[LWN Logo]
[Timeline]
Date:	Sun, 13 Aug 2000 00:47:53 +1000
From:	Andrew Morton <andrewm@uow.edu.au>
To:	Ingo Molnar <mingo@elte.hu>, Benno Senoner <sbenno@gardena.net>
Subject: Yet another low latency patch

This is a multi-part message in MIME format.
--------------9460B0AF7DFBF28D7E773D67
Content-Type: text/plain; charset=us-ascii
Content-Transfer-Encoding: 7bit

This is an updated low-latency patch.  It achieves sub-two-millisecond
scheduling for all sane (and some insane) workloads.  There are a few
exceptions, covered below.

There are eighteen rescheduling points, briefly described in the patch
itself.  Two scheduling points were added to the VM and a few to the
VFS.

It has been tested with all of Quintela's memory stressers, netperf,
lmbench, bonnie++, Benno's workload and random other stuff.  In each of
these tests no performance degradation was measurable, both with and
without the presence of 1024Hz scheduling pressure.

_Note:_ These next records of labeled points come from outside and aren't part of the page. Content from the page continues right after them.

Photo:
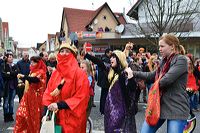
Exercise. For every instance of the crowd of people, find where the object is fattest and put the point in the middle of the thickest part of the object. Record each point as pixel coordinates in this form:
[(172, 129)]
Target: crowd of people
[(64, 83)]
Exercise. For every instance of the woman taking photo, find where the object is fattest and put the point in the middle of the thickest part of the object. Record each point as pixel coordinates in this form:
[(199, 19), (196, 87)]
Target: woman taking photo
[(174, 103)]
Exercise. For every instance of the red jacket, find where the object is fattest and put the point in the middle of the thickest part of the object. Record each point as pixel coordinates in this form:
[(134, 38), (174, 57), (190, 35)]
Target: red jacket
[(191, 83)]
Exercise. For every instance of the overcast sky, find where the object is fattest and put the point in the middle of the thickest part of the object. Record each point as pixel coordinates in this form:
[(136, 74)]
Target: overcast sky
[(31, 20)]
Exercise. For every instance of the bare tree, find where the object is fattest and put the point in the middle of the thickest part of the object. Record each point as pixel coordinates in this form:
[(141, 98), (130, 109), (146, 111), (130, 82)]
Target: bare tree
[(157, 17)]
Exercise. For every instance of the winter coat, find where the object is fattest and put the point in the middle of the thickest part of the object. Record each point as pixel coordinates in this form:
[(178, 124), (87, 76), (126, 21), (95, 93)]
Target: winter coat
[(174, 100)]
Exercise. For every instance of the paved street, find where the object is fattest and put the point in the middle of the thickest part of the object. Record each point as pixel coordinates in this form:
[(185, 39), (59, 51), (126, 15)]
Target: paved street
[(97, 118)]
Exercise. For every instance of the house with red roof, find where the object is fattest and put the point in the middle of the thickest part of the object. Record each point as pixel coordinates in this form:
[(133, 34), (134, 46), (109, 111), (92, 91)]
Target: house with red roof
[(101, 27), (50, 42)]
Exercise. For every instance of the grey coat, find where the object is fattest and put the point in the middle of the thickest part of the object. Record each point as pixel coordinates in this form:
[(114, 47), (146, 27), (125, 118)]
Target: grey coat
[(174, 101)]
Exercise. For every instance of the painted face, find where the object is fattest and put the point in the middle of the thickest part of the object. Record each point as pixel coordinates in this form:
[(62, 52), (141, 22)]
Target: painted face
[(26, 56), (45, 57), (33, 63), (10, 59), (65, 51), (165, 49), (113, 61), (83, 67)]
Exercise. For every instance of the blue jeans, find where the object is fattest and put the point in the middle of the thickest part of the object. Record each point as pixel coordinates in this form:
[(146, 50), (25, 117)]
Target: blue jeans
[(173, 126), (8, 102)]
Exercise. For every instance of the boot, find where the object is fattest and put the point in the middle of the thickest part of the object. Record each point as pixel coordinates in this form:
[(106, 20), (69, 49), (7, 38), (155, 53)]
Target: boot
[(6, 118), (10, 117)]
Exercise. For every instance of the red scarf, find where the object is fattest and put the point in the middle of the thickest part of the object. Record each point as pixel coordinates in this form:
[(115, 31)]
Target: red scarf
[(67, 65)]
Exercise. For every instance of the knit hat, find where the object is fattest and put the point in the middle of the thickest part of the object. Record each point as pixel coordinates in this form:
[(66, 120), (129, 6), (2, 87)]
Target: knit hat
[(69, 46), (122, 58)]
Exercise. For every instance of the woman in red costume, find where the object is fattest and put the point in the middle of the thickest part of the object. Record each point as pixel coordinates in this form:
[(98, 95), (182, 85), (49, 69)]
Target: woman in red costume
[(28, 116), (72, 86)]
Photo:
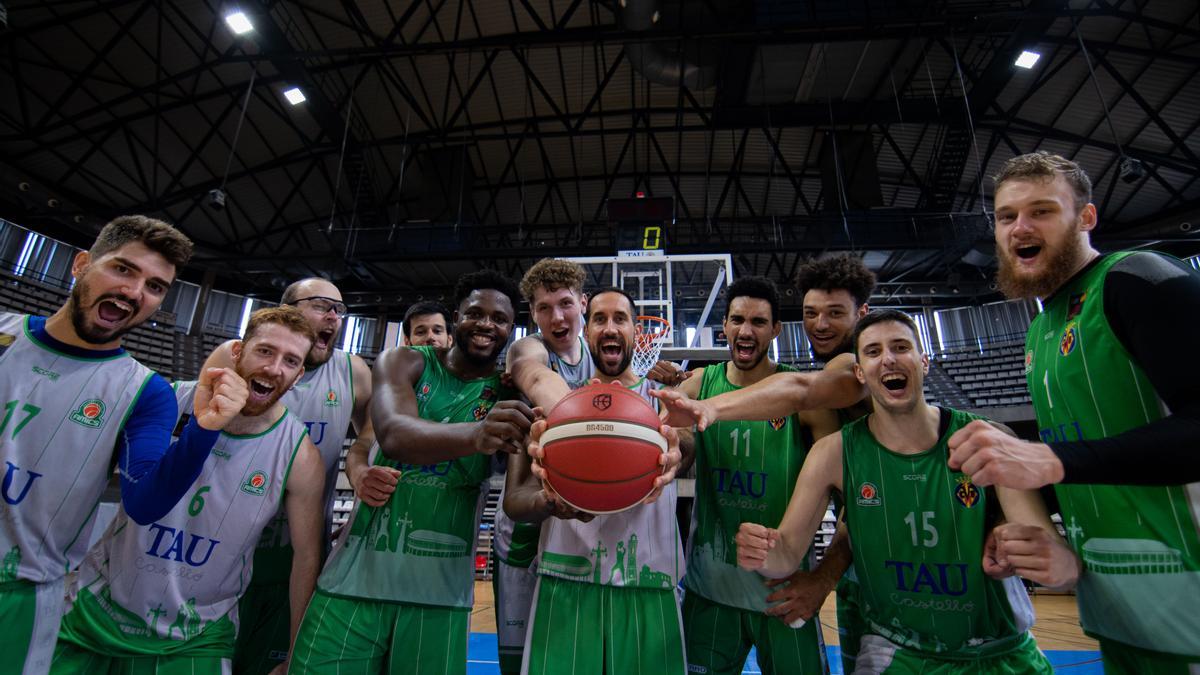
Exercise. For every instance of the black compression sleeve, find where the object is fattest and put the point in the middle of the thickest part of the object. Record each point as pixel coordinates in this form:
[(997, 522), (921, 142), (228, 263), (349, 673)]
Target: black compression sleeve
[(1153, 305)]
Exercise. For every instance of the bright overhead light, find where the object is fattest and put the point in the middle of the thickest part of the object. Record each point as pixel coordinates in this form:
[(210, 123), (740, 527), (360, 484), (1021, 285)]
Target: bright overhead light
[(294, 96), (1027, 59), (239, 23)]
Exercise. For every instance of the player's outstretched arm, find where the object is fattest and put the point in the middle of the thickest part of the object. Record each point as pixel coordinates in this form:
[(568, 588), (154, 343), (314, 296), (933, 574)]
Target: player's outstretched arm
[(779, 395), (1027, 543), (531, 375), (779, 553), (799, 597), (402, 435), (155, 472), (304, 501), (372, 483)]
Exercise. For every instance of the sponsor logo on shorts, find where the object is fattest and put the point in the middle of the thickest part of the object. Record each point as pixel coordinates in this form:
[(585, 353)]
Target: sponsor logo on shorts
[(1069, 339), (48, 374), (90, 413), (966, 493), (256, 483), (869, 495)]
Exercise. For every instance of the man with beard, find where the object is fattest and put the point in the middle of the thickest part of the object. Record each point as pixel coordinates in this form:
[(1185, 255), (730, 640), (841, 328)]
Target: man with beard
[(319, 400), (556, 353), (931, 596), (744, 472), (141, 584), (835, 292), (77, 405), (1119, 413), (396, 593), (426, 324), (621, 615)]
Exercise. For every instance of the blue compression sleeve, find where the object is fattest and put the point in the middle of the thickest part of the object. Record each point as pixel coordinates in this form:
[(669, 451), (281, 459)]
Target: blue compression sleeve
[(155, 472)]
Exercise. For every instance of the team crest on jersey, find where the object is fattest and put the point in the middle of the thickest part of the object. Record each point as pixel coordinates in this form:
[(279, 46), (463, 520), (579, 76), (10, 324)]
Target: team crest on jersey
[(966, 493), (869, 495), (331, 399), (90, 413), (256, 483), (1069, 339), (1075, 305)]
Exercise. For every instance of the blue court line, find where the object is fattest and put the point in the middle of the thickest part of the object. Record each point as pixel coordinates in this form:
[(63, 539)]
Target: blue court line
[(483, 659)]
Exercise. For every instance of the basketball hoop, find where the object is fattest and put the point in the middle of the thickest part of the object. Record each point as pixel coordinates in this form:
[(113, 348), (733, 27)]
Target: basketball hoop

All testing was with a 500MHz UP x86.  SMP testing was for stability
only.

Remaining problems are:

- Poor device drivers

- The blkdev_close() path still has large scheduling stalls.  This is
  triggered by running `lilo' when there are a lot of dirty buffers. 
  Not rocket science to fix, but possibly not very pointful.

- The do_try_to_free_pages -> kmem_cache_reap path can cause 2.5
  millisec hits.  This is tricky to fix.

- No attempt to address slow /proc readers.  Not able to demonstrate
  any delays over 1.5 millisecs from this.

- Benno's `latencytest' tool is odd.  It claims that it sees ~30
  millisecond scheduling bumps.  Same with Ingo's patch.  It is not
  obvious what is going on here.  When his background workload is run
  against `amlat' everything is fine.

Patch against 2.4.0-test6 is attached.

The patch will be maintained at

	http://www.uow.edu.au/~andrewm/linux/schedlat.html#downloads

That site also holds various testing and measurement tools which were
developed to support this effort.
--------------9460B0AF7DFBF28D7E773D67
Content-Type: text/plain; charset=us-ascii;
 name="2.4.0-test6-low-latency.patch"
Content-Transfer-Encoding: 7bit
Content-Disposition: inline;
 filename="2.4.0-test6-low-latency.patch"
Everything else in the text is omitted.